The political undercurrents are less reassuring. Voters are realising that remaking the entire global economy will be disruptive. Some—a minority—dispute that man-made climate change is under way. Others object to certain policies deployed to tackle it, because they impose costs on ordinary citizens, or add hassles to their overstretched daily lives. Some, particularly the elderly, do not like change at all, especially when it means fuss today in return for benefits they may not live to see. Even among those who accept that action is needed, views differ as to who should shoulder the burden. Many would prefer it to fall on someone else.

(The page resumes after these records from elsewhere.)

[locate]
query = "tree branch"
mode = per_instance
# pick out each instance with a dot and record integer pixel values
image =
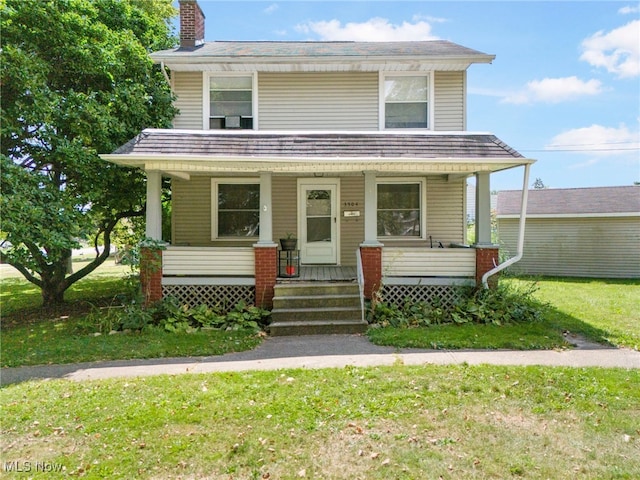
(100, 258)
(22, 269)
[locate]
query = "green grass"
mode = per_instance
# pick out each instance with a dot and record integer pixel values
(605, 310)
(450, 422)
(530, 336)
(64, 341)
(32, 335)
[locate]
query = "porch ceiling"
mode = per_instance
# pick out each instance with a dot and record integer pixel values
(243, 152)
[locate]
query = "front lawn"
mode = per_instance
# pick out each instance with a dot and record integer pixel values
(606, 310)
(32, 335)
(450, 422)
(602, 310)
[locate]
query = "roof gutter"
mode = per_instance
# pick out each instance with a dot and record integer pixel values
(523, 215)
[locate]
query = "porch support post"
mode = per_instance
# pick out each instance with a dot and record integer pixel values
(266, 258)
(151, 256)
(266, 214)
(266, 252)
(486, 252)
(154, 205)
(370, 210)
(483, 209)
(371, 248)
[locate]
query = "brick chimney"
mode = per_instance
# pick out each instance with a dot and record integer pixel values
(191, 24)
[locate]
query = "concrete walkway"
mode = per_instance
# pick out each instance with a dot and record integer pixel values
(327, 351)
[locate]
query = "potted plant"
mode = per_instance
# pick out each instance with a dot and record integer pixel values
(288, 243)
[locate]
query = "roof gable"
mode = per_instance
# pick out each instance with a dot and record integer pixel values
(368, 56)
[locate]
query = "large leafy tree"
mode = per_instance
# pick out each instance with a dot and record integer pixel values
(77, 81)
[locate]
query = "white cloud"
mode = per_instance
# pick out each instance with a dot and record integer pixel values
(373, 30)
(271, 8)
(554, 90)
(597, 140)
(618, 50)
(627, 10)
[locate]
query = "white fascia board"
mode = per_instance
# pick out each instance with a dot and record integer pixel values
(398, 132)
(192, 164)
(571, 215)
(296, 64)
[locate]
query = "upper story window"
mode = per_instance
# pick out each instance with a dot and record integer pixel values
(406, 101)
(230, 102)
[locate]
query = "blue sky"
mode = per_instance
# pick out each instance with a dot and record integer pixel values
(564, 88)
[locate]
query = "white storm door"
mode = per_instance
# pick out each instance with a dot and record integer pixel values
(318, 227)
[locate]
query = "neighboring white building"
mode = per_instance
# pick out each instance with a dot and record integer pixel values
(576, 232)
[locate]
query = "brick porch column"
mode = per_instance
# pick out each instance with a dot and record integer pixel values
(151, 274)
(265, 274)
(372, 269)
(486, 259)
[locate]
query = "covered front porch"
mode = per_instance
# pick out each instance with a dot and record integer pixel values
(248, 269)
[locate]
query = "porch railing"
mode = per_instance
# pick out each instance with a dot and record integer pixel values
(360, 275)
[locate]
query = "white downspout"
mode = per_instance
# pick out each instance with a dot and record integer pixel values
(523, 215)
(166, 77)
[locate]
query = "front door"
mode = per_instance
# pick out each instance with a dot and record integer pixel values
(318, 222)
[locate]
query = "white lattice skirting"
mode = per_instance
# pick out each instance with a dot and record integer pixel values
(212, 295)
(398, 294)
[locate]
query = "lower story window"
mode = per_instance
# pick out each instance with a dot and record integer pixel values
(236, 208)
(401, 209)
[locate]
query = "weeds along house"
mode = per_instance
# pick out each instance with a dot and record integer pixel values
(357, 149)
(575, 232)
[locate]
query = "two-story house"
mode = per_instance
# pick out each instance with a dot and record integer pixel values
(357, 149)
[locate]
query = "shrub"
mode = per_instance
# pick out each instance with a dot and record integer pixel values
(172, 316)
(498, 306)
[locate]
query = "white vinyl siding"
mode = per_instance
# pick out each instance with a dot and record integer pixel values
(188, 89)
(231, 261)
(428, 262)
(575, 247)
(318, 101)
(449, 101)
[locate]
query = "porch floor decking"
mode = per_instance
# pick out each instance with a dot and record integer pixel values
(323, 273)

Awareness of the dangers of climate change seems to have risen over the past wildfire-charred decade. In polls of 12 rich countries by Pew, an American think-tank, the share of respondents who said it was a 'major threat' rose in every country except South Korea, where it was already high. Clear majorities everywhere bar Israel agreed with this description. Yet this does not mean they are willing to pay more taxes to help prevent climate change. In a survey of 29 countries by Ipsos, a pollster, only 30% of respondents said they would be willing to cough up.
Crowding out
Perhaps most alarmingly, a partisan gap has opened even on scientific questions. In all of the 14 rich countries surveyed by Pew in 2022, people on the political right were less likely to see climate change as a major threat than those on the left. In Australia, Canada, Germany, the Netherlands and Sweden the gap was very large: between 22 and 44 percentage points. In America it was a gobsmacking 63 points. And a new poll by YouGov for The Economist found that whereas 87% of Biden voters believed that climate change was caused by human activity, only 21% of Trump voters agreed.
In democracies such divisions have consequences. [Public opinion matters in dictatorships, too, but that is beyond the scope of this article.] In rich democracies, especially, divisions over climate are aggravated by populist politicians, who take real problems [such as cost and disruption] and exaggerate them, while claiming that the elite who impose green policies don’t care about ordinary motorists because they cycle to work.
Populism tends to undermine effective climate policy in several ways. First, populists are often sceptical of experts. When people say 'trust the experts', suggests Ms Karamo, they really mean: 'You are too stupid to make decisions about your life'.
Second, populists are suspicious of global institutions and foreigners. 'Every subsidy we award to an electric-vehicle manufacturer is really a subsidy to the Chinese Communist Party, because we depend on them, like a noose around our neck, for the batteries', says Vivek Ramaswamy, a Republican presidential candidate. Such attitudes are bad for climate mitigation, argues Dan Fiorino of the American University in Washington, DC, because 'climate policy is as much a matter of foreign relations as it is of economic policy' ".